Networking in Spark: Configuring ports in Spark

For Spark Context to run, some ports are used. Most of them are randomly chosen which makes it difficult to control them. This post describes how I am controlling Spark’s ports.

In my clusters, some nodes are dedicated client nodes, which means the users can access them, they can store files under their respective home directory (defining home on an attached volume is described here), and run jobs on it.

The Spark jobs can be run in different ways, from different interfaces – Command Line Interface, Zeppelin, RStudio…

 

Links to Spark installation and configuration

Installing Apache Spark 1.6.0 on a multinode cluster

Building Apache Zeppelin 0.6.0 on Spark 1.5.2 in a cluster mode

Building Zeppelin-With-R on Spark and Zeppelin

What Spark Documentation says

Spark UI

Spark User Interface, which shows application’s dashboard, has the default port of 4040 (link). Property name is

spark.ui.port

When submitting a new Spark Context, 4040 is attempted to be used.

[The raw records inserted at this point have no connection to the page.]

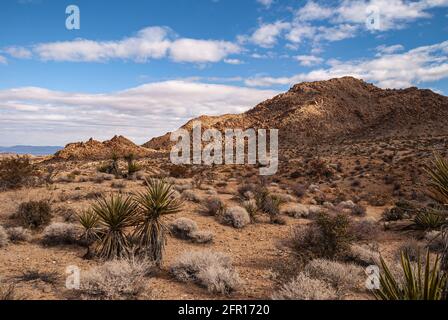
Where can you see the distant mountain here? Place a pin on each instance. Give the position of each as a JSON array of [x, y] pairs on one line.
[[33, 150], [96, 150], [335, 110]]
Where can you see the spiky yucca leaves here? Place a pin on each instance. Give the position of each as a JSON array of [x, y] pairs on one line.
[[438, 174], [417, 284], [89, 221], [116, 213], [151, 231]]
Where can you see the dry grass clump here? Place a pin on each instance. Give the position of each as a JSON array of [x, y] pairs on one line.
[[187, 229], [435, 241], [364, 255], [412, 248], [303, 287], [295, 210], [60, 233], [183, 227], [247, 191], [118, 185], [190, 195], [237, 217], [201, 236], [19, 234], [7, 291], [359, 210], [211, 270], [212, 206], [116, 280], [367, 229], [4, 239], [252, 209], [35, 214], [343, 276]]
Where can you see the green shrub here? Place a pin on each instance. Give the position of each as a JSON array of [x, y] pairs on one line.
[[115, 213], [35, 214], [420, 282], [151, 231], [329, 236], [429, 219]]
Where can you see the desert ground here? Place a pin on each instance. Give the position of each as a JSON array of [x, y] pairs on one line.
[[368, 176], [361, 184]]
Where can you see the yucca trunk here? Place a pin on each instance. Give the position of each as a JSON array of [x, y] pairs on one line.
[[152, 239]]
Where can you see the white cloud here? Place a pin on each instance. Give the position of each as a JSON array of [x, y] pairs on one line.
[[233, 61], [308, 61], [422, 64], [266, 3], [346, 18], [313, 11], [383, 49], [53, 117], [266, 35], [18, 52], [190, 50], [149, 43]]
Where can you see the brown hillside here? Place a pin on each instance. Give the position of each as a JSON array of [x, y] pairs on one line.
[[96, 150], [333, 110]]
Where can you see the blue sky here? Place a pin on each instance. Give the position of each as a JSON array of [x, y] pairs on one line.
[[141, 68]]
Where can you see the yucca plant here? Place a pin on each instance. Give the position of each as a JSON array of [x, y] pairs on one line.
[[420, 281], [116, 213], [133, 166], [150, 232], [438, 184], [89, 221]]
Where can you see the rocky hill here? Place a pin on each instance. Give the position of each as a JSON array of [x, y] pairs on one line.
[[96, 150], [335, 110]]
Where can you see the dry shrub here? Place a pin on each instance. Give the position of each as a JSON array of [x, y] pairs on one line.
[[364, 255], [282, 197], [435, 241], [246, 191], [118, 185], [295, 210], [35, 214], [7, 291], [359, 210], [303, 287], [343, 276], [367, 229], [16, 172], [299, 190], [213, 206], [211, 270], [237, 217], [116, 280], [19, 234], [4, 239], [183, 227], [327, 237], [412, 248], [201, 236], [61, 233], [190, 195], [178, 171], [252, 209]]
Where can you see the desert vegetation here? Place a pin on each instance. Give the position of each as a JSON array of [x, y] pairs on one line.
[[139, 227]]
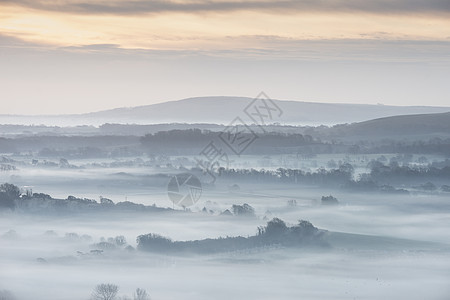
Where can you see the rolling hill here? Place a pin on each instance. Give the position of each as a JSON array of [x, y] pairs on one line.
[[222, 110]]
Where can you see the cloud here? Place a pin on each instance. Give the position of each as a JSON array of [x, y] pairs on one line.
[[144, 7]]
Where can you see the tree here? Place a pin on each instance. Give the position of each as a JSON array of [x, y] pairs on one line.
[[8, 193], [105, 291], [11, 190], [140, 294]]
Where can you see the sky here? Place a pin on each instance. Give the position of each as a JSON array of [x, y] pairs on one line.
[[74, 56]]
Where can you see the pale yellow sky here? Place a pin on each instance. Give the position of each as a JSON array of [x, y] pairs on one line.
[[216, 29], [74, 56]]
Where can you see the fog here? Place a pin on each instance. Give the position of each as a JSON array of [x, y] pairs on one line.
[[378, 221]]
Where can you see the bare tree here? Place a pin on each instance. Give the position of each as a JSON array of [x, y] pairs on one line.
[[140, 294], [105, 291]]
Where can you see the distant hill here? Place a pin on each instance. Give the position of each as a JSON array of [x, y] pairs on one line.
[[222, 110], [397, 126]]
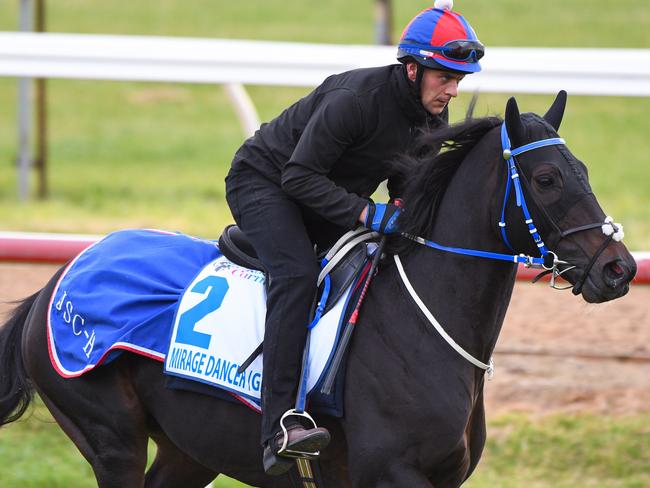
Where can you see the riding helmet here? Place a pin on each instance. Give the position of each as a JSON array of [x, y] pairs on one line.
[[441, 39]]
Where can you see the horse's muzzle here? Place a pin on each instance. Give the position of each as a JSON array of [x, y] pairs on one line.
[[609, 280]]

If this port is taken, 4041 will be tried, if this one is taken, 4042 is tried and so on, until an available port is found (or maximum attempts are met).
If the attempt is unsuccessful, the log is going to display a WARN and attempt the next port. Example follows:

WARN Utils: Service ‘SparkUI’ could not bind on port 4040. Attempting port 4041.
INFO Utils: Successfully started service ‘SparkUI’ on port 4041.
INFO SparkUI: Started SparkUI at http://client-server:4041

According to the log, the Spark UI is now listening on port 4041.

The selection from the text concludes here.